His heartbeat stuttered. These weren't system prompts from any Federation interface. They felt older. Raw. Less mechanical and more… alive.

"Are you awake?" Kael asked aloud, not sure what he was talking to.

Nothing answered. But the text faded, replaced by a single symbol: a swirling circle of interlocked stars.

It pulsed once. Then vanished.

Kael sat back, pulse racing.

He was no longer undetectable. He was unreadable. The seed had replaced every known form of cultivation logic with something hidden beneath layers of shielding, invisible even to machines.

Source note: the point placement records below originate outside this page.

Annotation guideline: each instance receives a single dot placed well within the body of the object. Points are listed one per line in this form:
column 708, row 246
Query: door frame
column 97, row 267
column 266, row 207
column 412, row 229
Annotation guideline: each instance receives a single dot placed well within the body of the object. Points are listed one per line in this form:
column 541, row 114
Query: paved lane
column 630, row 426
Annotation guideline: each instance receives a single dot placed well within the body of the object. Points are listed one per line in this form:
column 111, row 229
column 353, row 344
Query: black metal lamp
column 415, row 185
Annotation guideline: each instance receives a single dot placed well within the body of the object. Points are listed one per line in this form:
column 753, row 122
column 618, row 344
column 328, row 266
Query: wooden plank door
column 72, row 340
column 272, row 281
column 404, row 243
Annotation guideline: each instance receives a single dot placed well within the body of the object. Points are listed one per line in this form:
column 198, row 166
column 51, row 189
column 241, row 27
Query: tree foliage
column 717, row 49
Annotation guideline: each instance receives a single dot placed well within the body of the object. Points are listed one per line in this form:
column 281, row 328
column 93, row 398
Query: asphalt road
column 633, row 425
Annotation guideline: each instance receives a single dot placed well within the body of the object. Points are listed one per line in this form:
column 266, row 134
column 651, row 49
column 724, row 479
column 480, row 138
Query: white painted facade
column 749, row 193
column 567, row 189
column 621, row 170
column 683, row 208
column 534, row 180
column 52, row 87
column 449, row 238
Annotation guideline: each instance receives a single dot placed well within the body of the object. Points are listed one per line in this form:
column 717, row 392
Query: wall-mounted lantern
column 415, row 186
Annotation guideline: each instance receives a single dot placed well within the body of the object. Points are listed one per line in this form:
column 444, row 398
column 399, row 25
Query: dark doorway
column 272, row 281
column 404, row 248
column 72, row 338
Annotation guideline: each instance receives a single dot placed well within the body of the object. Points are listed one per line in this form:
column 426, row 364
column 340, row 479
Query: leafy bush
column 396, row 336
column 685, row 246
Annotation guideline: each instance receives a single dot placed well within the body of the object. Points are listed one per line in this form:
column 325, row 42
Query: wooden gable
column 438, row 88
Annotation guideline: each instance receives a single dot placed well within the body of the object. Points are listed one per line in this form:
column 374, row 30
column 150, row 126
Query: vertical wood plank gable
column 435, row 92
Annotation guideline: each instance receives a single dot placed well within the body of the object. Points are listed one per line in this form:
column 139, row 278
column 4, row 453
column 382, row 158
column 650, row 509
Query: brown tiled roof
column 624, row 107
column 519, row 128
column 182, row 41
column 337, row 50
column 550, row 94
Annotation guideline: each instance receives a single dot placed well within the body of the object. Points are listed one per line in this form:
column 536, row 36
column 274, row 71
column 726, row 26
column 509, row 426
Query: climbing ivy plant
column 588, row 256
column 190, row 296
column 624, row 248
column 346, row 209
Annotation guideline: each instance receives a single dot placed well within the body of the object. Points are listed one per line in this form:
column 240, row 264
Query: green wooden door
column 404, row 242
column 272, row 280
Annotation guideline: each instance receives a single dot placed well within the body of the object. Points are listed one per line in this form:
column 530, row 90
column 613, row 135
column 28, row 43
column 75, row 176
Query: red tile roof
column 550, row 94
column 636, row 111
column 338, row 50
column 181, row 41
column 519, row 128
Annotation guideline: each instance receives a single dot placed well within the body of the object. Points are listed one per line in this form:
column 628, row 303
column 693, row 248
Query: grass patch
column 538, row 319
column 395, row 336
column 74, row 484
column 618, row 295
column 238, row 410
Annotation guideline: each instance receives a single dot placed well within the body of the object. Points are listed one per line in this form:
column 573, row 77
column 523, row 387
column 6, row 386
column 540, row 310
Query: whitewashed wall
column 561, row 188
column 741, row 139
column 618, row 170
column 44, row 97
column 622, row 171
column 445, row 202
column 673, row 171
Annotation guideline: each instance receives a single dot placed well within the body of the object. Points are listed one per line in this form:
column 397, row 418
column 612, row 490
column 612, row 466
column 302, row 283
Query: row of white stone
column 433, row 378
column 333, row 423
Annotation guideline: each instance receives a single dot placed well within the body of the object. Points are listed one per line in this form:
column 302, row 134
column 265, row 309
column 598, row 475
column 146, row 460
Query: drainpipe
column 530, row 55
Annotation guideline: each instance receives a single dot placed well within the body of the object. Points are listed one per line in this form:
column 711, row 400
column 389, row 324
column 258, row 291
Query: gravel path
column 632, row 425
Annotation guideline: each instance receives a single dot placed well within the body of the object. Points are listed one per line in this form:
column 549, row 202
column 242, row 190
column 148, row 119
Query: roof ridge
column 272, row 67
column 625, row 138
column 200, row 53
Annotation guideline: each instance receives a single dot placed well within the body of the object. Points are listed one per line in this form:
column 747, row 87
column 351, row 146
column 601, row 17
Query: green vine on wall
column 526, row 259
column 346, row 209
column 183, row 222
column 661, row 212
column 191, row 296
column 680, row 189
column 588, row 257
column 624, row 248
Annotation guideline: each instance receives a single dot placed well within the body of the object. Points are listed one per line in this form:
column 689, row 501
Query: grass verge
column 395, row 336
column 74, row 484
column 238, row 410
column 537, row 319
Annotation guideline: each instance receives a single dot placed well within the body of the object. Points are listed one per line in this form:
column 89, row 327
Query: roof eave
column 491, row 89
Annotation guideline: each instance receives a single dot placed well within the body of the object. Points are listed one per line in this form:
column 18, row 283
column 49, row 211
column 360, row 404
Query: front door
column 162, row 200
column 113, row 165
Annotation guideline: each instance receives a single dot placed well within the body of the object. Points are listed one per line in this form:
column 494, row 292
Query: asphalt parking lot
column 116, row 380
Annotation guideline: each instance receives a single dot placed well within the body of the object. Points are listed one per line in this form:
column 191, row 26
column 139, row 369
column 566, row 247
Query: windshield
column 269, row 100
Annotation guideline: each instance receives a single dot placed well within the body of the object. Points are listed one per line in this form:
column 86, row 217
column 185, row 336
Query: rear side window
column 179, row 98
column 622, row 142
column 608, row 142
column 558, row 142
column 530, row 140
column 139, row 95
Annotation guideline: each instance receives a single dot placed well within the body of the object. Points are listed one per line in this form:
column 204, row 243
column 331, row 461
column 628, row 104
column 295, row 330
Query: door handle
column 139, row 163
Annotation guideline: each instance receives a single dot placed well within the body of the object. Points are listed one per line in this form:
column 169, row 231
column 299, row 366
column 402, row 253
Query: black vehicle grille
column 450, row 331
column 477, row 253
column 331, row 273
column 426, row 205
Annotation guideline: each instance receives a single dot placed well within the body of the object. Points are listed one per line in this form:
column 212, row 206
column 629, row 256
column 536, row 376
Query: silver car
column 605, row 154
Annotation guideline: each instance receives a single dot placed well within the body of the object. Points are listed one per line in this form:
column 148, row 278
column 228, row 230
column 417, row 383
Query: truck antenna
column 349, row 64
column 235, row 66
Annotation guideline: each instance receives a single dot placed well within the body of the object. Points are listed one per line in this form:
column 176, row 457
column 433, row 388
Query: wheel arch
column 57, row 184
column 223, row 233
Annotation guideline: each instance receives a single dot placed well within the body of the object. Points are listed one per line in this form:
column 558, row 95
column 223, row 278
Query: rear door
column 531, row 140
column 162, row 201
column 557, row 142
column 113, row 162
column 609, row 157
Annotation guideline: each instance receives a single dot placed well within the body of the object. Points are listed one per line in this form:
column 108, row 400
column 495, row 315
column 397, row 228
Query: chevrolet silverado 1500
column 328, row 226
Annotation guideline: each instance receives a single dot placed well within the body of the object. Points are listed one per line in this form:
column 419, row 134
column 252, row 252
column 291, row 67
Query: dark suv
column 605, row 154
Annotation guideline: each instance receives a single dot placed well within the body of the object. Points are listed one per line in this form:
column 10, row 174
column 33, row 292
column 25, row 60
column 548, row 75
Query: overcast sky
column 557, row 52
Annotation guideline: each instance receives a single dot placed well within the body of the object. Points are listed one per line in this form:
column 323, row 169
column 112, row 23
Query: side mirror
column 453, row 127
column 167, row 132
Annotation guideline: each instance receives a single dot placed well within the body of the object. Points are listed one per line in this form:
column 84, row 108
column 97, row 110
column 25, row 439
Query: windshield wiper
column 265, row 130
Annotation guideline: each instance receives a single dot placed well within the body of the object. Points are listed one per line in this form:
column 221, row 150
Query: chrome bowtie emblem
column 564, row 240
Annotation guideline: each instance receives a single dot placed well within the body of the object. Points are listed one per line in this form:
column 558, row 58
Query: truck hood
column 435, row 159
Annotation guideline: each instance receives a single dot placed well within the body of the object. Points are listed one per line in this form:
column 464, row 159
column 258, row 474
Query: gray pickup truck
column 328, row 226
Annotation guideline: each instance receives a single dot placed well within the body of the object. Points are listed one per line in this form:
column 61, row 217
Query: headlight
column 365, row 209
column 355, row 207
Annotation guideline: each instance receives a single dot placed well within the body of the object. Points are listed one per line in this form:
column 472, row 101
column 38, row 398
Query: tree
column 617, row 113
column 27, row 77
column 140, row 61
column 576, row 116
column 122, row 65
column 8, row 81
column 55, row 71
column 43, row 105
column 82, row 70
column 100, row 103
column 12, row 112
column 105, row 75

And yet, he could feel it pulsing inside him now—just beyond his reach, like the outline of a door he didn't yet know how to open.

A knock came at the door.

He scrambled to hide the broken scanner, stuffing it into a drawer.

Zera's voice came through the crack.

"Open up. I know you're in there."

Kael hesitated. Then opened the door.

She looked at him, eyes narrowed. "Something's wrong with the array field again. They said it happened near your route."

He didn't answer.

Zera leaned against the doorframe, folding her arms.

"You've been quiet. Even for you. What are you hiding?"

"Why do you care?" he asked.

"I don't. But if there's an anomaly, and it started with you, it could be dangerous. I like answers."

Kael stared at her. She was brilliant, but she wasn't cruel. Not exactly. Just sharp-edged. Like someone who'd grown up being the best and hated surprises that didn't come from her.

"You said I wasn't normal," he said. "You were right."

She raised an eyebrow.

"I think… I touched something last night. Something from the old layers."

Zera's expression changed slightly. Not fear. Not curiosity.

Worry.

"You went into the Core Vault?"

He nodded once.

"No one's supposed to enter that chamber."

"No one could stop me."

Zera pushed past him into the room, looking around with the scrutiny of someone trained in more than spirit arts. Her eyes landed on the drawer, just for a second.

"You're going to get yourself erased," she muttered. "You know what the Federation does to anomalies."

Kael stepped closer, lowering his voice.

"I don't think this is a Federation artifact. I think it's older."

Zera turned to face him fully now, her silver eyes no longer cold.

"You should destroy whatever you found. Whatever touched you."

"I can't," Kael said. "It's not an object. It's… inside me."

Silence stretched between them.

Outside the window, another cruiser lifted off in the distance. This one didn't carry students. It bore the emblem of a royal sigil—foreign, delicate, shaped like a lotus blooming through stars.

Zera followed his gaze.

"That ship doesn't belong to the Federation," she said quietly.

Kael nodded.

"I think someone's coming."

Zera looked back at him, her expression unreadable.

"Then whatever you did… it's already too late."